Très intéressant également la capacité déclarée des répondants à appréhender la notion du coût global : 71% d’entre eux estiment le faire (18% systématiquement, 53% parfois). Une démarche complexe mais en progrès : respectivement +5 et +7% sur ces deux critères.  La question de la taille des entreprises retient ici : 73% des répondants disent tenir compte des fournisseurs de moins de 250 personnes. Les fameuses PME. De quelle façon ? D’abord avec ce critère curieusement rédigé : prise en compte de l’efficacité de l’offre plutôt que  la taille ou le nombre de références (48%). Plus précis : l’allotissement en faveur des PME/TPE (43%). Mieux : une démarche active des acheteurs en faveur de ces entreprises (42%). A noter : le public reste le plus en avance dans ces pratiques (87% des réponses !).  Tout comme les services (22%) devancent l'industrie (13%).

Délais de paiement en progrès

La question des délais de paiement reste cruciale. Comment pourrait-on parler d’achats responsables sans cela ? C’est un des combats du Médiateur des entreprises. Président de l’ObsAR, il n’oublie pas la question. Les réponses sont encourageantes : 60% des répondants ont mis en place des actions pour réduire les délais. Mais 44% d’entre eux restent en 45 et 60 jours (Les entreprises de plus de 250 personnes et l’industrie) et 33%, entre 30 et 45 jours. Ils sont tout de même 20% à être en moins de 30 jours. Et le public ferait mieux que le privé dans cette dernière catégorie : 38% contre 12%, voire 5% pour l’industrie… Mais pour y parvenir, le public reste très demandeur de moult justificatifs en matière d’obligations sociales notamment avec des exigences documentaires plus fortes comparativement au privé (74% contre 57%). Plus de vérifications, délais plus courts ? Ne serait-ce pas un peu contradictoire ? A noter encore : la signature de chartes et autres engagements apparaît en recul (de 10 points s’agissant du mode d’évaluation des démarches de progrès) et que le recours à des organismes tiers (hébergement de documents légaux) ne semble pas massif… Les moyens engagés sont-ils à la hauteur des résultats proclamés ?
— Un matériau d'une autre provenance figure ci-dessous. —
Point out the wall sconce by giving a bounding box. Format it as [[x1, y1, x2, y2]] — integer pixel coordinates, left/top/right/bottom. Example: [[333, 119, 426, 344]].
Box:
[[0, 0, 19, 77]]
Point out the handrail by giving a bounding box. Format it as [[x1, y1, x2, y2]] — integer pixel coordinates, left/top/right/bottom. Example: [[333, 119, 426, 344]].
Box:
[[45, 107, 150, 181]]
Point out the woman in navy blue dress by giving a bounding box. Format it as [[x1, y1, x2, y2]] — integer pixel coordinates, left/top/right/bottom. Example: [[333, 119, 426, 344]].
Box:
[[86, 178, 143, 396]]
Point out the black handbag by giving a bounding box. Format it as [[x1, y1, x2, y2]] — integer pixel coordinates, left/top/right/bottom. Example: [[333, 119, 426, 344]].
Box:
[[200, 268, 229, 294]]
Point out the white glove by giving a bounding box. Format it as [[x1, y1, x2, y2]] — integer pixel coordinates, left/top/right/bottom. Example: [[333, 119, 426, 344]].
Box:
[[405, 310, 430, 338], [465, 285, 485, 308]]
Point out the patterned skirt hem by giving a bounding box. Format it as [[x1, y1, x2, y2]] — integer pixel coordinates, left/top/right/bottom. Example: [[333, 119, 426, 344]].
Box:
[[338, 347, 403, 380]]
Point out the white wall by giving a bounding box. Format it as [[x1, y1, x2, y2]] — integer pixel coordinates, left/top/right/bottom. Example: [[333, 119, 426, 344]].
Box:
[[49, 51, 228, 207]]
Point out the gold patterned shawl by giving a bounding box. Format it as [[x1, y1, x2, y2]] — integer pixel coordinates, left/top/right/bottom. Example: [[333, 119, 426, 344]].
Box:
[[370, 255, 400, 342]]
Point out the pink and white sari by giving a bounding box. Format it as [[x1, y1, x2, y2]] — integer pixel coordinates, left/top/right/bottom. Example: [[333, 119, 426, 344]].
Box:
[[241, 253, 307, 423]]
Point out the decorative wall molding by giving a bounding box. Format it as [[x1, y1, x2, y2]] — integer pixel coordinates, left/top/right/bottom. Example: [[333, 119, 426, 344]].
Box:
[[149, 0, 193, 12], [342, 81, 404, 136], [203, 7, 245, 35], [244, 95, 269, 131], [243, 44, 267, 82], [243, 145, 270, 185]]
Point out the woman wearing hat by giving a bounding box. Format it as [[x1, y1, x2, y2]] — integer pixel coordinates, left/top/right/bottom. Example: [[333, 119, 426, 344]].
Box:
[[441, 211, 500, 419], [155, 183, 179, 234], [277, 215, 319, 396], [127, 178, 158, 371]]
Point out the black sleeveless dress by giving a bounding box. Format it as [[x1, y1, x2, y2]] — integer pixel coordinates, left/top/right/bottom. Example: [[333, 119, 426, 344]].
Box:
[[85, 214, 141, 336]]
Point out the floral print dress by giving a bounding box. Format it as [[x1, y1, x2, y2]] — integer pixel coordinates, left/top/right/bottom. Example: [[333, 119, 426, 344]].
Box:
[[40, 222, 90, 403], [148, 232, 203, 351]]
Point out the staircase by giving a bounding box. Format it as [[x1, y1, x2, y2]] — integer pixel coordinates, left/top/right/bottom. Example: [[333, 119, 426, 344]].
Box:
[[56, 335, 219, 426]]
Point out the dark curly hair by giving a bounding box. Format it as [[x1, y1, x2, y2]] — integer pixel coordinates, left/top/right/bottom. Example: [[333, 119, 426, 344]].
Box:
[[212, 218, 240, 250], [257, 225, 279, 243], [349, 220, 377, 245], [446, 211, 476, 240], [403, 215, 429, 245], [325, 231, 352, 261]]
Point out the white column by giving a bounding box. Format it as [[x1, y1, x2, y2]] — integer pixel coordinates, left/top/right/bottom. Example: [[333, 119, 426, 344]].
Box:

Au-delà des principes d’organisation de l’achat responsables, de l’évaluation des fournisseurs et des délais de paiement, quels bus poursuivent les entreprises, sur le plan environnemental et sociétal ? Réponses très claires : réduire les consommations (66% des réponses) et favoriser l’emploi local (61% des réponses). Le principe de proximité joue à plein. Il faut des pratiques aux résultats tangibles pour ne pas dire visibles. Une fois de plus, le public devance largement le privé où les entreprises de moins de 250 personnes prennent le pas sur les grandes. Les dernières questions portent sur les moteurs de l’achat responsables. Sans surprise, les réponses varient. Le public et les plus petites entreprises paraissent très motivés par le développement territorial (26% et 22% des réponses) alors que les grands groupes mettent en avant le risque d’image qui se traduit aussi par une démarche d’analyse des risques fournisseurs. Principes vertueux d’un côté (poussés par une demande des usagers, des consommateurs et clients), démarche rationnelle de l’autre sans doute impulsée par une maturité plus grande des organisations. Et notamment des achats.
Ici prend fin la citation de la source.